Risk and uncertainty are important in pricing climate damages. Despite a burgeoning literature, attempts to marry insights from asset pricing with climate economics have largely failed to supplement—let alone supplant—decades-old climate–economy models, largely due to their analytic and computational complexity. In this work, we introduce a simple, modular framework that identifies core trade-offs, highlights the sensitivity of results to key inputs, and helps pinpoint areas for further work.

About the Seminar

Pricing greenhouse-gas (GHG) emissions involves making trade-offs between consumption today and unknown damages in the (distant) future. While decision making under risk and uncertainty is the forte of financial economics, important insights from pricing financial assets do not typically inform standard climate–economy models. Here, we introduce EZ-Climate, a simple recursive dynamic asset pricing model that allows for a calibration of the carbon dioxide (CO2) price path based on probabilistic assumptions around climate damages. Atmospheric CO2 is the “asset” with a negative expected return.

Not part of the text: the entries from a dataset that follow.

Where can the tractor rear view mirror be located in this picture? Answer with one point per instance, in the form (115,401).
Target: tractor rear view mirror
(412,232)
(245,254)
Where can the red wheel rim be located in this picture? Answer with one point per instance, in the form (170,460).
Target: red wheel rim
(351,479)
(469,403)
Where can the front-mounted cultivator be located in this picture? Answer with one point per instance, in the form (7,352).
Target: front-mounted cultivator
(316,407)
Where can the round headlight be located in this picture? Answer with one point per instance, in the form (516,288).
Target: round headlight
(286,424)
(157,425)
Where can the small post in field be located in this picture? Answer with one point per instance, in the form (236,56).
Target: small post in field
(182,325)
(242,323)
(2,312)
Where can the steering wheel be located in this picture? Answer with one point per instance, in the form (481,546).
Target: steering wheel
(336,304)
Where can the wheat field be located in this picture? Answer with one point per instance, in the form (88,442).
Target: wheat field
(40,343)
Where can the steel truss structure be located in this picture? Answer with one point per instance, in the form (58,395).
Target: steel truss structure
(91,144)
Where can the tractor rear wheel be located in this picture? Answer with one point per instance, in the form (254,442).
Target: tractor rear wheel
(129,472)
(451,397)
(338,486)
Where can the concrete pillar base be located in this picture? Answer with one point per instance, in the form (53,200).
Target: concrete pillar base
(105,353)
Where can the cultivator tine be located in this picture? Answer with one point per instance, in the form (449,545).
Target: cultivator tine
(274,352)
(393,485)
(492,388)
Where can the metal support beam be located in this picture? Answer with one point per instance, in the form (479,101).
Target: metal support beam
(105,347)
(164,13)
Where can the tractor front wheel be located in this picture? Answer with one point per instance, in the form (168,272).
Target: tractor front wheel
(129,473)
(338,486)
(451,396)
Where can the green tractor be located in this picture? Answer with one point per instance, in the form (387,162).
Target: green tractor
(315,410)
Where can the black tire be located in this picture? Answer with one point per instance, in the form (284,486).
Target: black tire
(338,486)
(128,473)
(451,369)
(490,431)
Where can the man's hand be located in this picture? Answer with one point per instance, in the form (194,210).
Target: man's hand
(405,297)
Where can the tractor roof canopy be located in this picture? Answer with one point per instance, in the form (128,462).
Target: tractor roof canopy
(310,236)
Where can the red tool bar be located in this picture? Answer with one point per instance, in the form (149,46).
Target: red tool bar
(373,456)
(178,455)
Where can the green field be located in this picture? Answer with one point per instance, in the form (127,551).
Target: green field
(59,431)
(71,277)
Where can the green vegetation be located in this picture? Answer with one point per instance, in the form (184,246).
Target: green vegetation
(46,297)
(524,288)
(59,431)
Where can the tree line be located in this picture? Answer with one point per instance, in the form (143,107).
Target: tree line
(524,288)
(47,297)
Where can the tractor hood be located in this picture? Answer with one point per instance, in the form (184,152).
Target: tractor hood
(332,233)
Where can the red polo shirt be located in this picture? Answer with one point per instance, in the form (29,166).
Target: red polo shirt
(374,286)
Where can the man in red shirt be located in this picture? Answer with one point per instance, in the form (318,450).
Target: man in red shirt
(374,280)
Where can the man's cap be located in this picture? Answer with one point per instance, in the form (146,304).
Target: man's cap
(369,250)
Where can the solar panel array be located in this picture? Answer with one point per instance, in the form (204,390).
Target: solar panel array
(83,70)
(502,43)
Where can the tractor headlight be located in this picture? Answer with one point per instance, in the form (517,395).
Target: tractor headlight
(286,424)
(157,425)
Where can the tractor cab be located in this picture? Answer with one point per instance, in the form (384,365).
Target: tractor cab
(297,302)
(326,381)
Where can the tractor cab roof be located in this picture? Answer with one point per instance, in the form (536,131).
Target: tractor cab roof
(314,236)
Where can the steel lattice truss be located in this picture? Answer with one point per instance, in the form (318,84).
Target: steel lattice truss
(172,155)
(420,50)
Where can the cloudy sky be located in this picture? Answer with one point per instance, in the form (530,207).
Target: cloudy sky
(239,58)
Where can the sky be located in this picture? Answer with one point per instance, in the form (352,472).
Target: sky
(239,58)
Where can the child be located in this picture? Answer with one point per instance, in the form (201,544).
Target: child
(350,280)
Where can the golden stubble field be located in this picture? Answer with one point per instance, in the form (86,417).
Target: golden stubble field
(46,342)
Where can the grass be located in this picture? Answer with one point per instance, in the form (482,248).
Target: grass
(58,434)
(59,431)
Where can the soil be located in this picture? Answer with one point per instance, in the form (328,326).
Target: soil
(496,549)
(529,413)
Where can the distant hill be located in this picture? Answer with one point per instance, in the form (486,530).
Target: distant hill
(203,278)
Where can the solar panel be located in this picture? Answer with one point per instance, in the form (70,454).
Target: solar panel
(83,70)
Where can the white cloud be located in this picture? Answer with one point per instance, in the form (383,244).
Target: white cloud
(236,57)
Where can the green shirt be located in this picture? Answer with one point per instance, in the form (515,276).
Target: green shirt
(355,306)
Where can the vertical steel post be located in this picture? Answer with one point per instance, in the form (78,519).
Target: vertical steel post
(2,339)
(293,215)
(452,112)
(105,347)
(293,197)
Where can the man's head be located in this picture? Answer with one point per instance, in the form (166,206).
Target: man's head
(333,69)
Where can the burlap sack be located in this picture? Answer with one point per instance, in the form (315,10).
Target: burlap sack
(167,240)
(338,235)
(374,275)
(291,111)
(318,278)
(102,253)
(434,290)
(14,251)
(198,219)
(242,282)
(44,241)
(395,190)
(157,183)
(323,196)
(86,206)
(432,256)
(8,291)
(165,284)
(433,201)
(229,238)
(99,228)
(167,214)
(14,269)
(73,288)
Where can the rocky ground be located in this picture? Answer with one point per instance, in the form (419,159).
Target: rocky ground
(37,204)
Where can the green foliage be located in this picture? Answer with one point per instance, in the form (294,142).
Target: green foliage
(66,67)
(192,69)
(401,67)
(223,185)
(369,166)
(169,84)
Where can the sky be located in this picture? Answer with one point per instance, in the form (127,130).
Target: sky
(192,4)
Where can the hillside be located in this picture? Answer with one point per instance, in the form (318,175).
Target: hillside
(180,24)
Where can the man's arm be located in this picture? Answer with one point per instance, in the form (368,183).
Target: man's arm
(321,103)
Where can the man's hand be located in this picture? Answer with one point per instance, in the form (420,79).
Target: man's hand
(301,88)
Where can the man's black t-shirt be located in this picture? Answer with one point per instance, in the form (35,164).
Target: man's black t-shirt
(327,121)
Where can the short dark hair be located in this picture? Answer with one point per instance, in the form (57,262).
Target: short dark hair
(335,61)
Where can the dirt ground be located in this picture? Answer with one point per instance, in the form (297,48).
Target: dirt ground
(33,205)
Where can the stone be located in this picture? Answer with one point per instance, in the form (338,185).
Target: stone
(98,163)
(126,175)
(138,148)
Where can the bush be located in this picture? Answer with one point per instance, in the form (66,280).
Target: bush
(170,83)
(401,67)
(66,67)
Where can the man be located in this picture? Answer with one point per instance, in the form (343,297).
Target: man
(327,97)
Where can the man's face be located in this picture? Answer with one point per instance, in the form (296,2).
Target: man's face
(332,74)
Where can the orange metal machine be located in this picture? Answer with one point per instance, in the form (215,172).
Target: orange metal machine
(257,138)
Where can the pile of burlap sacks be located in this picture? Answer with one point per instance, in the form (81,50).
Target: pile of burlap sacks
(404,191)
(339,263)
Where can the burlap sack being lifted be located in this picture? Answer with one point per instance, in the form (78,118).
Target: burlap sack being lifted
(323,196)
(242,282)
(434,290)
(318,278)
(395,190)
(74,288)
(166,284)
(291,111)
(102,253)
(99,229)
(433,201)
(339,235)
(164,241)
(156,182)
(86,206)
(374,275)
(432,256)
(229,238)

The economic model focuses on society’s willingness to substitute consumption across time and across uncertain states of nature, enabled by an Epstein–Zin (EZ) specification that delinks preferences over risk from inter-temporal substitution. In contrast to most modeled CO2 price paths, EZ-Climate suggests a high price today that is expected to decline over time as the “insurance” value of mitigation declines and technological change makes emissions cuts cheaper. Second, higher risk aversion increases both the CO2 price and the risk premium relative to expected damages. Lastly, our model suggests large costs associated with delays in pricing CO2 emissions. In our base case, delaying implementation by 1 y leads to annual consumption losses of over 2%, a cost that roughly increases with the square of time per additional year of delay. The model also makes clear how sensitive results are to key inputs.